THE QUALITY OF SPIRIT

From the July 1942 issue of The Christian Science Journal


A Memorable day opened that morning Jesus stopped at Jacob's well. The well is there today, at the foot of the mountain by the roadside, halfway between Jerusalem and Nazareth. Many who read these lines have looked into its depths; for it is deep, fifty feet to the water. Jesus had been teaching in and about the holy city. He was now on his way northward to his native Galilee, weary, for the moment, because the journey had been tedious and his reception in the South none too cordial.

As he sat by the well resting, a woman of Samaria came to draw water. Soon their conversation precipitated the usual argument between Jew and Samaritan as to whom or what men should worship; and how and where. "Our fathers worshipped in this mountain," she started out; "and ye say, that in Jerusalem is the place where men ought to worship." "Woman," countered Jesus, "believe me, the hour cometh, when ye shall neither in this mountain, nor yet at Jerusalem, worship the Father.... God is a Spirit: and they that worship him must worship him in spirit and in truth."

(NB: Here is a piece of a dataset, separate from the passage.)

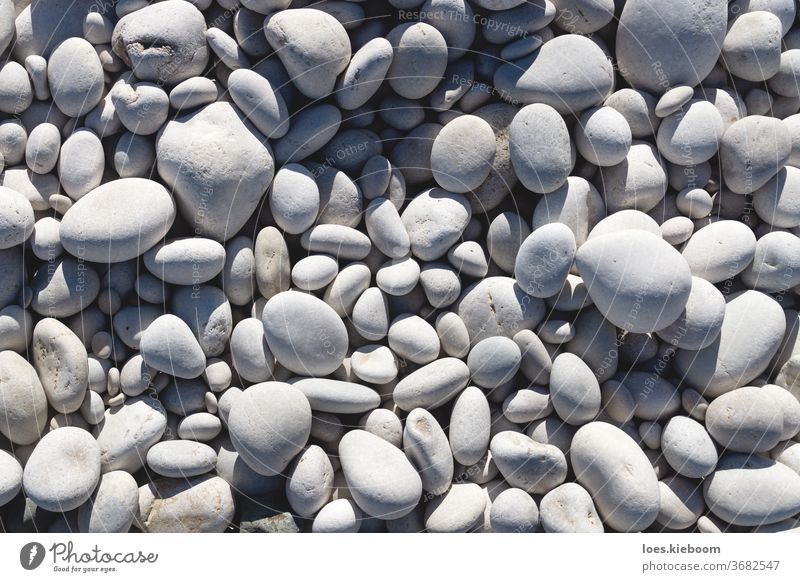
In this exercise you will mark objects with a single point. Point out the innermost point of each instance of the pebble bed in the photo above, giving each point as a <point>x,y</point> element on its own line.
<point>399,266</point>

What a pronouncement! God everywhere, and everywhere to be adored! No confines to His presence, no lack of opportunity to commune with Him. He is in the home, the shop, the field, the mine, the air, on the sea, at the battle front. Wherever one of His people is, there is He, and there is He available. The primitive notion, entertained by the Samaritan woman, that God is patriarchal or manlike or corporeal, restricted to a particular locale, is brushed aside by the renowned Teacher. The ecclesiastical theory that He can be approached only in the temple, and there only by petition and expiation, is exploded. Communion with Deity, then, can be anywhere, at any time, by anybody, to any extent. One can pray without ceasing, as Scripture enjoins, in the silent hours of night or in the busy hours of day, for spiritual thinking is perpetual motion.